AOC Says the American Revolution Was Against 'the Billionaires of Their Time' — She Just Described Herself as King George III

Rep. Alexandria Ocasio-Cortez just tried to rewrite the entire American founding as a socialist uprising, claiming "the American revolution was against the billionaires of their time" — which is genuinely one of the dumbest things ever said by a sitting member of Congress, and that's a competitive category.

Somebody get this woman a history book. A children's one with pictures, preferably.

AOC's full quote, as reported by Not the Bee, was this gem: "The American revolution was against the billionaires of their time. We were declaring independence from such an extreme marriage of wealth and power and the state."

Read that again. She thinks the Founders launched a revolution against rich people. The Founders — who were rich people. George Washington, one of the wealthiest men in the colonies, ran the whole thing from his Mount Vernon estate when he wasn't leading the Continental Army. Thomas Jefferson wrote the Declaration of Independence while owning thousands of acres. Benjamin Franklin was an international celebrity and wealthy publisher.

These men literally pledged their "lives, fortunes, and sacred honor" to the cause. Their fortunes. Because they had them. Because they were the wealthy elite of colonial America, and they risked everything — not to redistribute wealth, but to get a tyrannical government off their backs.

The American Revolution was about one thing above all else: government overreach. Taxation without representation. A distant ruling power dictating how free people could live, work, and trade. The Crown wasn't some billionaire class — it was the government. The state. The exact kind of centralized, all-powerful authority that AOC wants to expand every single day she's in office.

She wants higher taxes. She wants more regulation. She wants the government to control healthcare, energy, housing, and education. She wants Washington to have its fingers in every aspect of your life.

That's not the revolution. That's the Crown.

AOC didn't accidentally misquote history. She tried to hijack the founding of the nation and dress it up in Marxist class-warfare language because that's all she knows. Every issue is rich versus poor. Every solution is more government. Every historical event gets filtered through the same tired redistributionist lens until the original meaning is completely unrecognizable.

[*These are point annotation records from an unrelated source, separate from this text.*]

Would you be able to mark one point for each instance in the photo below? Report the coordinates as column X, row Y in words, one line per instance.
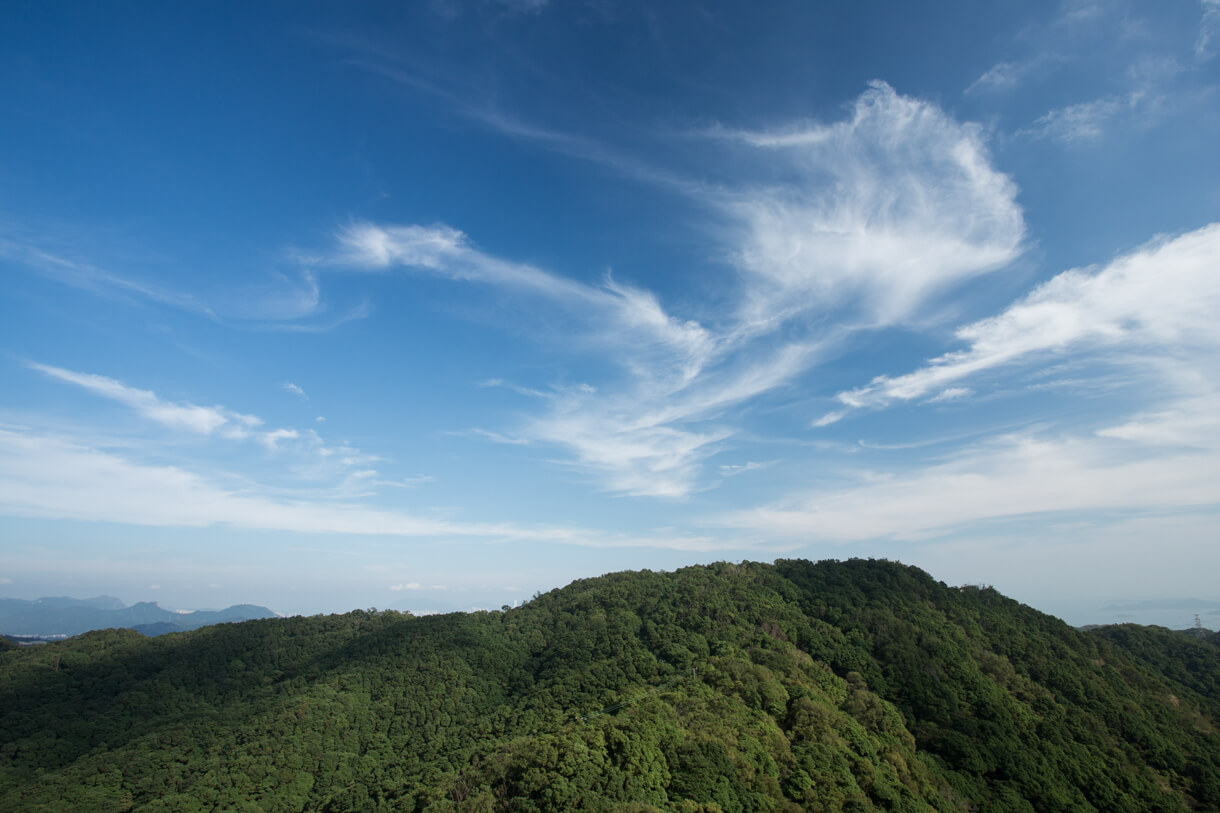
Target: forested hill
column 794, row 686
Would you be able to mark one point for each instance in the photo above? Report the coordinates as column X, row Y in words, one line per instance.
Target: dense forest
column 789, row 686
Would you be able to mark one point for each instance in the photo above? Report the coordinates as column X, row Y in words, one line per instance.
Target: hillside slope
column 794, row 686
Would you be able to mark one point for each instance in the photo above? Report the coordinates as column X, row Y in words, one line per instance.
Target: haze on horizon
column 443, row 304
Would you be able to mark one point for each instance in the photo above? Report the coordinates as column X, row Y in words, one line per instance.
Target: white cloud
column 732, row 470
column 56, row 477
column 204, row 420
column 1162, row 296
column 1082, row 121
column 882, row 211
column 271, row 438
column 875, row 215
column 1209, row 31
column 1157, row 464
column 50, row 476
column 1001, row 76
column 828, row 418
column 952, row 393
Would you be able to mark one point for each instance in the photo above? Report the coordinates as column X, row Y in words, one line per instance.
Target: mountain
column 789, row 686
column 50, row 617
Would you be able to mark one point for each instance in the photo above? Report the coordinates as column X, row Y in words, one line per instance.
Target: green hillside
column 794, row 686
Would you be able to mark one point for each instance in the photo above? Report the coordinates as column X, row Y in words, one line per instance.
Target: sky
column 437, row 305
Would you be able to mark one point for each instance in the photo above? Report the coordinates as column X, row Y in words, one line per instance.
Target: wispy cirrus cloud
column 883, row 210
column 1162, row 296
column 309, row 457
column 1160, row 462
column 875, row 216
column 203, row 420
column 46, row 475
column 1209, row 31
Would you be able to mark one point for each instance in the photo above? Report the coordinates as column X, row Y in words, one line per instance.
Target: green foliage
column 794, row 686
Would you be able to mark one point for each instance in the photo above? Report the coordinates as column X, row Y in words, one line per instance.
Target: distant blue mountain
column 62, row 615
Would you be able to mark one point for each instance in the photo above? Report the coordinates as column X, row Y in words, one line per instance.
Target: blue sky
column 436, row 305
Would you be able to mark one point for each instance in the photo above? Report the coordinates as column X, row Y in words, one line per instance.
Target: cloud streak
column 1162, row 296
column 875, row 216
column 885, row 209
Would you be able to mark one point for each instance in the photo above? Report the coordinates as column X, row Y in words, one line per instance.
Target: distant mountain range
column 61, row 615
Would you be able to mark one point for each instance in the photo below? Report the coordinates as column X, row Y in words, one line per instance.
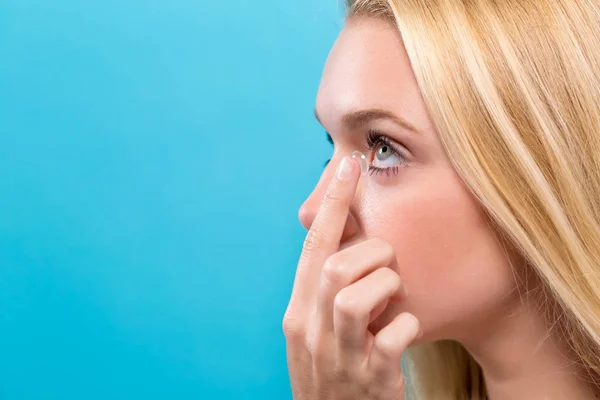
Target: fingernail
column 420, row 333
column 404, row 291
column 344, row 171
column 362, row 161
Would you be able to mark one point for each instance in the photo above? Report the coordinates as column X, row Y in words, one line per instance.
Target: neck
column 522, row 359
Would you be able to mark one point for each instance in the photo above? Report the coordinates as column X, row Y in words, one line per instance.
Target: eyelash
column 375, row 138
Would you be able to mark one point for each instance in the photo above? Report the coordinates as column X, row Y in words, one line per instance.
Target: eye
column 387, row 156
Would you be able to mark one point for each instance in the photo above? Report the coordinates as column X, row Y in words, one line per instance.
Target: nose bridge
column 310, row 207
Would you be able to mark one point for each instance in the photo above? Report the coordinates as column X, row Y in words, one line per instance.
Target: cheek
column 454, row 268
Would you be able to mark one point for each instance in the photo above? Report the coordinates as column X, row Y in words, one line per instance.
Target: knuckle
column 334, row 269
column 393, row 278
column 385, row 344
column 341, row 373
column 314, row 239
column 315, row 343
column 347, row 305
column 292, row 326
column 331, row 196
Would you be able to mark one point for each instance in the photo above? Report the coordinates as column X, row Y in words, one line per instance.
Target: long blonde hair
column 513, row 87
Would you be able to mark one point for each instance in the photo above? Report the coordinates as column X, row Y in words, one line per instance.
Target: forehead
column 367, row 67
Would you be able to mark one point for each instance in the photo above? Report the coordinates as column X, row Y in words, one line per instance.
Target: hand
column 331, row 353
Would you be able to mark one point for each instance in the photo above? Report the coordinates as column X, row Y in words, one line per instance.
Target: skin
column 396, row 259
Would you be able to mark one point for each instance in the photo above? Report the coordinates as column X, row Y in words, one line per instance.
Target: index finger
column 325, row 233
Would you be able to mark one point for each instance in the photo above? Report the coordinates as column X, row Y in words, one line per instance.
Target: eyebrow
column 356, row 119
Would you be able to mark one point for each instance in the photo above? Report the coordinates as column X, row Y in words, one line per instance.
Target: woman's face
column 456, row 272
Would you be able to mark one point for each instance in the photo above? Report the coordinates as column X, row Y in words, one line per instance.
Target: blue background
column 153, row 155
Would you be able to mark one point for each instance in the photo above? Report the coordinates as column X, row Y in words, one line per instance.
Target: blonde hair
column 513, row 87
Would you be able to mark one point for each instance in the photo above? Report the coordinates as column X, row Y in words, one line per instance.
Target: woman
column 475, row 237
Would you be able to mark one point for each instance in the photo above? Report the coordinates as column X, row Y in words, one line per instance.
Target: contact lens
column 362, row 161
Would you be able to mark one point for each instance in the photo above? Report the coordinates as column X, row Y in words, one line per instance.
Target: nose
column 309, row 209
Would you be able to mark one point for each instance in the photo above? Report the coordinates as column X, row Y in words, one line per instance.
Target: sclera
column 362, row 161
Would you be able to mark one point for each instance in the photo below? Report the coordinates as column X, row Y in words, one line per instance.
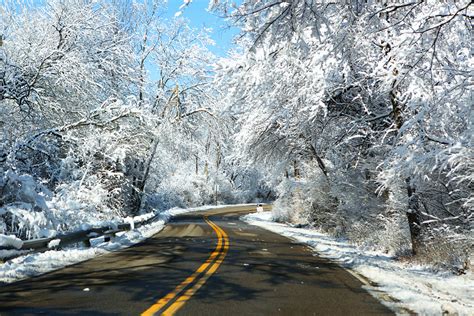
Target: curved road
column 206, row 263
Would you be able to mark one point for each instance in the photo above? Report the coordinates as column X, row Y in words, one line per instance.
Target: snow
column 10, row 241
column 408, row 286
column 34, row 264
column 54, row 243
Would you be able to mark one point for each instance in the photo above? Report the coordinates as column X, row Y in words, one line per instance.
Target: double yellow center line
column 174, row 300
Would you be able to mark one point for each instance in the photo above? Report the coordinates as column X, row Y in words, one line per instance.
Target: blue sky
column 199, row 17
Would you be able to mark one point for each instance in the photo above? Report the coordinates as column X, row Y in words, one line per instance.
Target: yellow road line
column 190, row 292
column 222, row 245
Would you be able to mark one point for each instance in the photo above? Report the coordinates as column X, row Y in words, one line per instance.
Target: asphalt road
column 207, row 263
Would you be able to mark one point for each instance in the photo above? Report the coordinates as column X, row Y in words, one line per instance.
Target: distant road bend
column 202, row 263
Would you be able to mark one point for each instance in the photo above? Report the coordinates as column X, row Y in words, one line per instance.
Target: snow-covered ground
column 408, row 286
column 38, row 263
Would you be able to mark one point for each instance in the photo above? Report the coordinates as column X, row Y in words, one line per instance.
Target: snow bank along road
column 202, row 263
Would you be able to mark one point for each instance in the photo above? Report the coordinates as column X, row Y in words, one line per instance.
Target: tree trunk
column 414, row 218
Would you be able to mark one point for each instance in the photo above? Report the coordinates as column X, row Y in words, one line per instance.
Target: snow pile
column 415, row 286
column 10, row 241
column 38, row 263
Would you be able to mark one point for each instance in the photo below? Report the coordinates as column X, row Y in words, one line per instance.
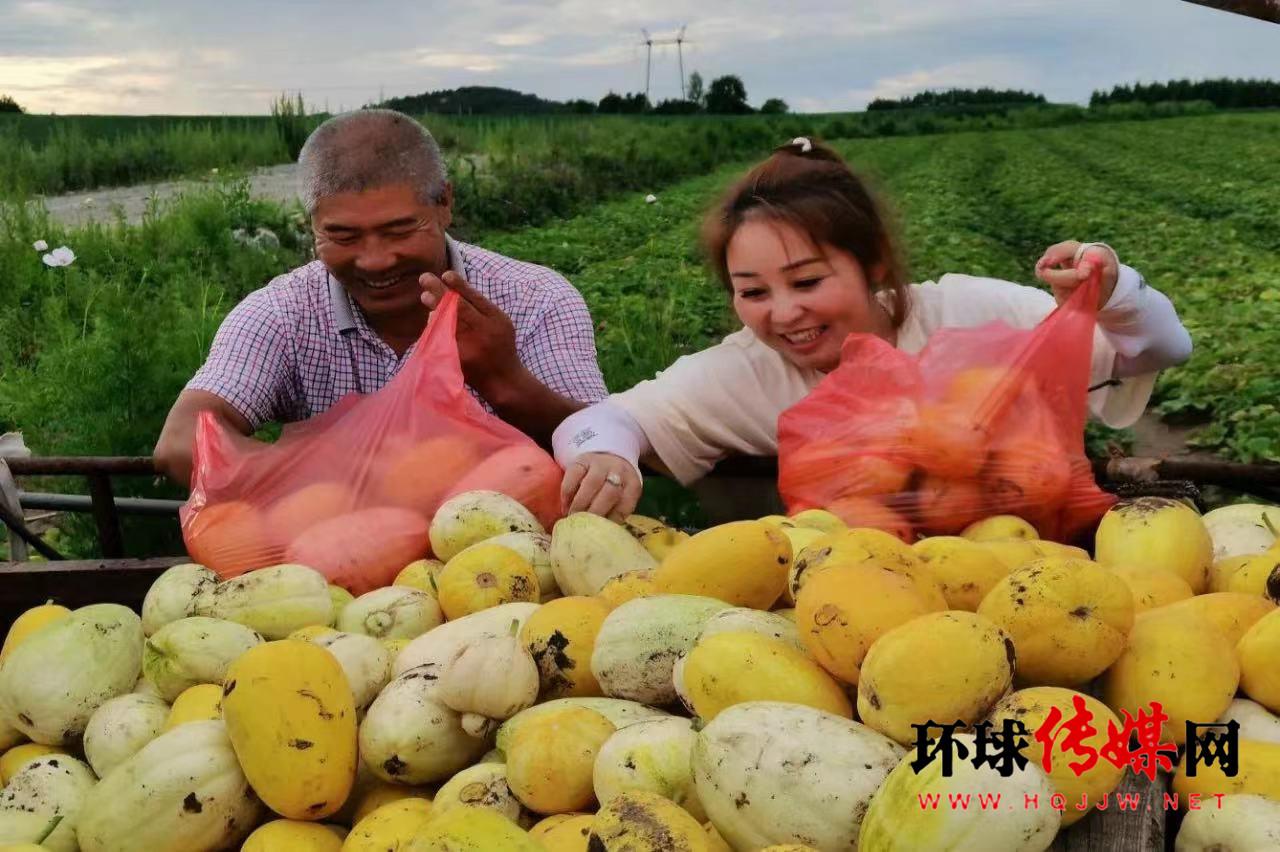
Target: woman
column 807, row 257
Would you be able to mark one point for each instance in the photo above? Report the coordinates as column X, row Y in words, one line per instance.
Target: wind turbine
column 649, row 41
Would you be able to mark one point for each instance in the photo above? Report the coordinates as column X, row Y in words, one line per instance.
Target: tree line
column 1223, row 94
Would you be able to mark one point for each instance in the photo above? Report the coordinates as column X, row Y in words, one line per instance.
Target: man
column 380, row 204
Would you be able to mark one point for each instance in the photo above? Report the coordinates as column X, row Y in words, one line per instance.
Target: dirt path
column 278, row 183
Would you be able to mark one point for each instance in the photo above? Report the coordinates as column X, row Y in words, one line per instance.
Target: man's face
column 378, row 242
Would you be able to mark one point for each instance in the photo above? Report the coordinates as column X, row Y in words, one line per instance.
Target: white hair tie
column 1079, row 252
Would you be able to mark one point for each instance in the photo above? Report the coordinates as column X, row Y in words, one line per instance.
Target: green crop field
column 96, row 352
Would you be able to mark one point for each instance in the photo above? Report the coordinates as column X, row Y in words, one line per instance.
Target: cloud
column 993, row 72
column 517, row 39
column 475, row 63
column 234, row 55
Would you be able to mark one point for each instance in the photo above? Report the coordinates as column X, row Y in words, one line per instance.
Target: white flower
column 60, row 256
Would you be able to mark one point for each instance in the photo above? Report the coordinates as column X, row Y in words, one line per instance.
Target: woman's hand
column 603, row 484
column 1064, row 268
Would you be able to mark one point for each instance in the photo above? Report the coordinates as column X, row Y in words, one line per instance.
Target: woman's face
column 800, row 298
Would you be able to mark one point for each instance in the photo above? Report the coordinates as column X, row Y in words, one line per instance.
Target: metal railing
column 1125, row 472
column 100, row 502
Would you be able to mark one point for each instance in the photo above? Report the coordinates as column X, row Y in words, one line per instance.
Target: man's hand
column 174, row 449
column 603, row 484
column 487, row 337
column 1061, row 270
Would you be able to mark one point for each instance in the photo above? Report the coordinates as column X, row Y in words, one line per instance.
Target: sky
column 236, row 56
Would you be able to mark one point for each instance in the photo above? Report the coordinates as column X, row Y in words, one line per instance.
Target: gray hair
column 370, row 149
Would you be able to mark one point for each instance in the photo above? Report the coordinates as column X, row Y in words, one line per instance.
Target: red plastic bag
column 983, row 421
column 351, row 491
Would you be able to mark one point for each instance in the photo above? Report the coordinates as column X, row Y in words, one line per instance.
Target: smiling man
column 380, row 205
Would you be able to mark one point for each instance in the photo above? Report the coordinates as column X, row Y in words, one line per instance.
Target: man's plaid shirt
column 296, row 347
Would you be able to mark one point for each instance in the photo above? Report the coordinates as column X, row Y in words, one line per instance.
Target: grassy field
column 53, row 154
column 100, row 348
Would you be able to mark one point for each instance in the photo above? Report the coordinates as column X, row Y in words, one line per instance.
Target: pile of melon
column 638, row 688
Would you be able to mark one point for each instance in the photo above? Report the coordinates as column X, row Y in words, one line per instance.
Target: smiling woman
column 804, row 251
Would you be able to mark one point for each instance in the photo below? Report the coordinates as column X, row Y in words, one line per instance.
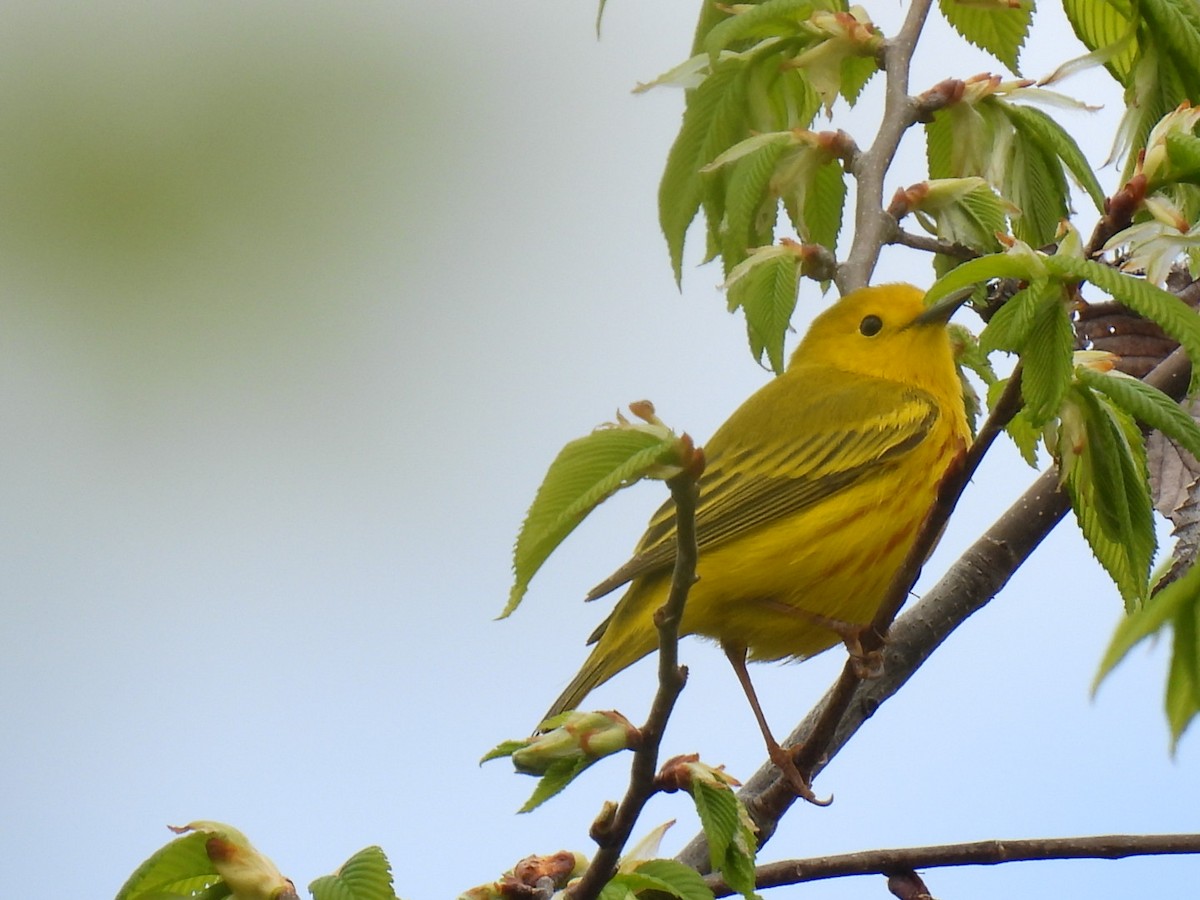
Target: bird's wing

The Founders didn't fight King George III because he was wealthy. They fought him because he was a tyrant. Because he taxed them without giving them a voice. Because his government told them what they could buy, where they could sell, and how they had to live.

If AOC had been around in 1776, she wouldn't have been at Lexington and Concord. She would have been in Parliament arguing that the colonists needed to pay their fair share.

The irony is so thick you could spread it on toast. A congresswoman who wants to tax unrealized gains, ban private health insurance, and have the federal government guarantee everyone a job is out here claiming the Founders were on her team. The men who wrote the Bill of Rights — specifically to limit government power — would have looked at her Green New Deal and reached for their muskets.

But hey, at least she's consistent. AOC has never let facts get in the way of a good narrative. Why start with the most well-documented revolution in human history?